The Rio Grande is again looking mighty puny where it crosses through Albuquerque as persistent drought continues to afflict the Southwest.
Flows on Thursday afternoon were at 133 cubic feet per second, below the historical Sept. 27 average of 410 cubic feet per second.
But water groups around the state have pulled together to keep it flowing, at least until the end of the water year.
“The river’s going to be pretty stable the way it is right now,” said David Gensler, a hydrologist with the Middle Rio Grande Conservancy District. “They have enough, I believe, to get through the end of October if need be.”
John Fleck, director of the University of New Mexico’s Water Resources Program, said natural flows of the Rio Grande dried up in July, and the only reason it’s still flowing is due to water from the San Juan-Chama program, which allows for the transport of Colorado River Basin water to supplement the Rio Grande.
“It’s a reminder of how important this project is for New Mexico’s water supply,” Fleck said.
The Rio Grande is in dire straits throughout its run from Colorado through New Mexico, Fleck said.
Levels at Embudo, in north-central New Mexico, have reached record lows this year.
In south-central New Mexico, near Truth or Consequences, the Elephant Butte Reservoir is at just 3 percent capacity.
Other rivers in the state are also struggling.

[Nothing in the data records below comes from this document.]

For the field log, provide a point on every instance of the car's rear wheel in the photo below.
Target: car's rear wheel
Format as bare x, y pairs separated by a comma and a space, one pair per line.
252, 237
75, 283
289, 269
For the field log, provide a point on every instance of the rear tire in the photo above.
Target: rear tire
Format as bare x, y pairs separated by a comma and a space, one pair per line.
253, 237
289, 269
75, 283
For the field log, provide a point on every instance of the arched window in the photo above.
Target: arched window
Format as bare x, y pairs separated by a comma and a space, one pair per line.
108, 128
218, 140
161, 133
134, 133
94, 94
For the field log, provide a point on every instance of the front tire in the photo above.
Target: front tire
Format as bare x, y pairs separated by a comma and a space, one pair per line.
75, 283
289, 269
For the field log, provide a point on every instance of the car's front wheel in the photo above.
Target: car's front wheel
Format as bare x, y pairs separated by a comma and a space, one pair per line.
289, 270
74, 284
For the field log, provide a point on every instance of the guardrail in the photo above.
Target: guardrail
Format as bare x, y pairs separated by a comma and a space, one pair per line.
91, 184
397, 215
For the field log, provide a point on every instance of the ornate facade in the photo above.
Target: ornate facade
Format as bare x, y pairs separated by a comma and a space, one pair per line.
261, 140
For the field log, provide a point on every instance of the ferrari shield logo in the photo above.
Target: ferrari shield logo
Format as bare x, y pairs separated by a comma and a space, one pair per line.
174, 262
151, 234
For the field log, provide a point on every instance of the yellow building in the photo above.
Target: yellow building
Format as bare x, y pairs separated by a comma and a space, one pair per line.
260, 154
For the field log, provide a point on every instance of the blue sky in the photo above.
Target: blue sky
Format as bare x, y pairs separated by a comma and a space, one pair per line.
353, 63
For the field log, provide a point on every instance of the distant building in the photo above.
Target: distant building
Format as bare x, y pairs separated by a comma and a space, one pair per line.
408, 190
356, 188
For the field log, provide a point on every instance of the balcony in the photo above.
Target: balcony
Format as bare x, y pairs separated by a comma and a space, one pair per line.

The Animas River at Farmington, an area in exceptional drought, is just above 0 flow — the lowest level in the area station’s history.
Eric Frey, sportfish program manager for the New Mexico Department of Game and Fish, said the agency investigated 18 fish die-offs this year.
“In a ‘normal’ year, we typically investigate about 8 to 10 reports of fish kills/die-offs,” Frey wrote in an email.
Frey said this year’s die-offs due to low water levels have occurred in the Chama, Brazos, Mora and Pecos rivers as well as various lakes and ponds around the state.
During a conference call Tuesday on drought conditions in New Mexico, Royce Fontenot, a senior hydrologist with the National Weather Service, said precipitation has helped ease some drought on the eastern side of the state since last month.
But just .22 percent of the state is drought-free. The exceptional drought area in the northwest corner of the state showed a little growth, with over 15 percent of the state now in the worst class of drought.
With most of the state’s reservoirs pushed to their limits to cover damage done by last winter’s dismal snowpack, another bad snow year would leave water users without a fallback next year, Gensler said.
“I was hoping we wouldn’t be going into winter like this, but I think this is where we’re going to start winter,” Fontenot said.
Fontenot said there’s a 65 to 70 percent chance of an El Niño weather pattern moving in during the coming months, which typically brings higher temperatures and more snow.
But even if El Niño does arrive, it isn’t certain which areas it will affect and how much precipitation it’ll bring.
“It’s not a blanket term anymore,” said Chris Romero, a snow survey hydrological technician with the U.S. Department of Agriculture’s Natural Resources Conservation Service in Albuquerque. “We had an El Niño forecast here two years ago and it was great for about two months until the jet stream moved farther north and winter kind of turned off.”